Все же я остаюсь в кресле и, сохраняя достоинство, не нажимаю кнопку звонка, чтобы позвать кого-нибудь.
Вокруг так пусто… Жизнь моя такая…
Нет! На этот раз я выпрямляюсь. Я не хочу распускаться. Возвращаюсь в гостиную, где потушен свет, и зажигаю все лампы, в том числе и большую люстру. Будто у меня прием. Будто сегодня праздник. Хожу взад и вперед по комнате, положив руки в карманы. Жалею, что ставни закрыты и я не вижу Вандомской площади, силуэтов прохожих, которые пересекают ее под дождем.
Хочу закурить сигару. Обхожу зал раз десять, оглядывая каждую картину, мебель, каждую вещь.
Разве во всем этом не заключена какая-то частица меня самого в ту или иную пору моей жизни? Я могу поставить дату на каждой вещи, сказать, при каких обстоятельствах и в каком настроении приобретал ее.
Как они будут делить все это? Перед ними возникнут сложные задачи. И как моя парижская семья примет моих американских наследников?
При этой мысли у меня мелькает улыбка.

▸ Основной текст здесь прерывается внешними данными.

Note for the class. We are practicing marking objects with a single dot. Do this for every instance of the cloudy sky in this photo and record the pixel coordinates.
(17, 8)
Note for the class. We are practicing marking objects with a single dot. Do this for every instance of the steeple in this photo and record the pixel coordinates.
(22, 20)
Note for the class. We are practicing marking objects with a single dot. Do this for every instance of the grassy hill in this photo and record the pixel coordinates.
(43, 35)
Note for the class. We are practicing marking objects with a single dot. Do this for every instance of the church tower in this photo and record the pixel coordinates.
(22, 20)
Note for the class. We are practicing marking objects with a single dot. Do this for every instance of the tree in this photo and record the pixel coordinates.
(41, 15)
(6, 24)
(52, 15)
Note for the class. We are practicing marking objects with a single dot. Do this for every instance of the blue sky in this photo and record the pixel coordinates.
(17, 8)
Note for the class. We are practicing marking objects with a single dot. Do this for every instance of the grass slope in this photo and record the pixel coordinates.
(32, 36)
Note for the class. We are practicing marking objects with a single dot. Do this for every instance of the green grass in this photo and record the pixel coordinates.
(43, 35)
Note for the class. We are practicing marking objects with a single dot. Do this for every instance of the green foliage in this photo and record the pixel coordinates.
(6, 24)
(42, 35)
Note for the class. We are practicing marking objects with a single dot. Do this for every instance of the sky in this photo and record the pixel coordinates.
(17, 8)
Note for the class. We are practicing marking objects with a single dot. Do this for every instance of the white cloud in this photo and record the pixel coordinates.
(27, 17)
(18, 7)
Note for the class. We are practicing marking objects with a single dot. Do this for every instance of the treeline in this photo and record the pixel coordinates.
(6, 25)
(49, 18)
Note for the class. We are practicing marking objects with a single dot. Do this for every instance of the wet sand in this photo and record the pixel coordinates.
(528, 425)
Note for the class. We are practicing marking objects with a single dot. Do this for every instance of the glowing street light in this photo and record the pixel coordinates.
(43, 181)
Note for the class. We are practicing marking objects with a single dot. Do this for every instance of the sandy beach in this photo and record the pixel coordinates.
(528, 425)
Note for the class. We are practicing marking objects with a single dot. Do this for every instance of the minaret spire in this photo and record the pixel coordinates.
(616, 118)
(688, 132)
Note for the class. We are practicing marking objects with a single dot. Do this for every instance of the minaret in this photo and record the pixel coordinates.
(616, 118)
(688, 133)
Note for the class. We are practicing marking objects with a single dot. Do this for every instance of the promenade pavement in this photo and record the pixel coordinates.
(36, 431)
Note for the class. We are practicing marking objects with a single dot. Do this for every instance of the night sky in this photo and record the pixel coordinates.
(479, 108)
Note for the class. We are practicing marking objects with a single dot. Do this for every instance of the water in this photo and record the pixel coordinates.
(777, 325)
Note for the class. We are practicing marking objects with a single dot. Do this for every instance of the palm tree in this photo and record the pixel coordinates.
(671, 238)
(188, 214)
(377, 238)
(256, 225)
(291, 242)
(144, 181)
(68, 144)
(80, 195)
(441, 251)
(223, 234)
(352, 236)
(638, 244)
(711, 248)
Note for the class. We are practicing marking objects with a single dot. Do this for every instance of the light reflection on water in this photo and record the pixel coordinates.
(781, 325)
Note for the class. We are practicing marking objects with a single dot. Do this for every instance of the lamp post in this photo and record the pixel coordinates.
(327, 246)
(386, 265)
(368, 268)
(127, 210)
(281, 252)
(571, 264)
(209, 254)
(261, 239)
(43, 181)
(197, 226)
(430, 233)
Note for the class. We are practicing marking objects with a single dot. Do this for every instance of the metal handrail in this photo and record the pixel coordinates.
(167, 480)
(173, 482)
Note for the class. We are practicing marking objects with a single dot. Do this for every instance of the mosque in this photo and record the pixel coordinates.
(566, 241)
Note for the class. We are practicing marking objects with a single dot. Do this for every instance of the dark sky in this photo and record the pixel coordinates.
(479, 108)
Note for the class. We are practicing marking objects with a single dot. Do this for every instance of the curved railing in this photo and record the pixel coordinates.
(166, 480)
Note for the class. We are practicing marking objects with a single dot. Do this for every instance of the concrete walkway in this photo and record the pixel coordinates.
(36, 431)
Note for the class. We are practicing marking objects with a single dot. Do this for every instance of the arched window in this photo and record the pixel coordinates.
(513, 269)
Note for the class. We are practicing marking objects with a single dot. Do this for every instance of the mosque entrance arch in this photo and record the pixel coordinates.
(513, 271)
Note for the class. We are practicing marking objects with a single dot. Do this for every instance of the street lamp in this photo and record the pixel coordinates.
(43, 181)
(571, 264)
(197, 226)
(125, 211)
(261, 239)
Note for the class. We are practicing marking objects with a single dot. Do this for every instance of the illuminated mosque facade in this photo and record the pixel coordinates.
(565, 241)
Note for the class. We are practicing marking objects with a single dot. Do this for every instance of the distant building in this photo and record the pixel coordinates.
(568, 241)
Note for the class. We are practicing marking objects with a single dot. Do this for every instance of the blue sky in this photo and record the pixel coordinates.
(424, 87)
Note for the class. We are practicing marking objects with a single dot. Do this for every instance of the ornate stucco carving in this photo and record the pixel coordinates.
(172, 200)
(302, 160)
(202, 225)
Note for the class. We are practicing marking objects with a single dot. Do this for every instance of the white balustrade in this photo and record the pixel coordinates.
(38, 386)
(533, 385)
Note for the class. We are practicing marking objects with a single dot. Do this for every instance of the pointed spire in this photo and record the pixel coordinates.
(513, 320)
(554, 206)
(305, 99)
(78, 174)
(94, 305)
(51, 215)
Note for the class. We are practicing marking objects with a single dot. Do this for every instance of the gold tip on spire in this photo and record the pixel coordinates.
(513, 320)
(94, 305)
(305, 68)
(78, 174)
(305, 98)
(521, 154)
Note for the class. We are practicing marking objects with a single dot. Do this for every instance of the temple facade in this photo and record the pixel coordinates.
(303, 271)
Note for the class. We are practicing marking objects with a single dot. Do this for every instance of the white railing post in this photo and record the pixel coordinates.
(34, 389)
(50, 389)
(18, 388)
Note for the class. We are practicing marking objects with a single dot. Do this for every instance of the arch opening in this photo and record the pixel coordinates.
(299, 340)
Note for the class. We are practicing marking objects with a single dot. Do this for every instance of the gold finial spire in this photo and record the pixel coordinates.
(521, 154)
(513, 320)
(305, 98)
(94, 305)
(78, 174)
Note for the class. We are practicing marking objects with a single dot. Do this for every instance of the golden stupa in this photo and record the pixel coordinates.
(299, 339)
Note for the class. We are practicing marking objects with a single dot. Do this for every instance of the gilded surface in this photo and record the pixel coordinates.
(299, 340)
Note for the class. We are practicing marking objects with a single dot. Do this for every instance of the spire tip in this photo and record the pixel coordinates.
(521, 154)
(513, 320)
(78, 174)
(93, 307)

Мне на минуту кажется, что я здорово подшутил над всеми ними.
Это подбадривает меня. Я беру себя в руки. Гашу свет, прохожу через кабинет в спальню и вызываю туда мадам Даван.
— Пожалуй, лучше принять снотворное… Какое так хорошо помогло мне в прошлый раз?
— Сейчас принесу…
Постель разобрана, пижама лежит на ней с забавно раскинутыми рукавами.
Полчаса спустя я засыпаю, а утром, когда поднимают шторы, вижу бледное небо и чувствую запах кофе.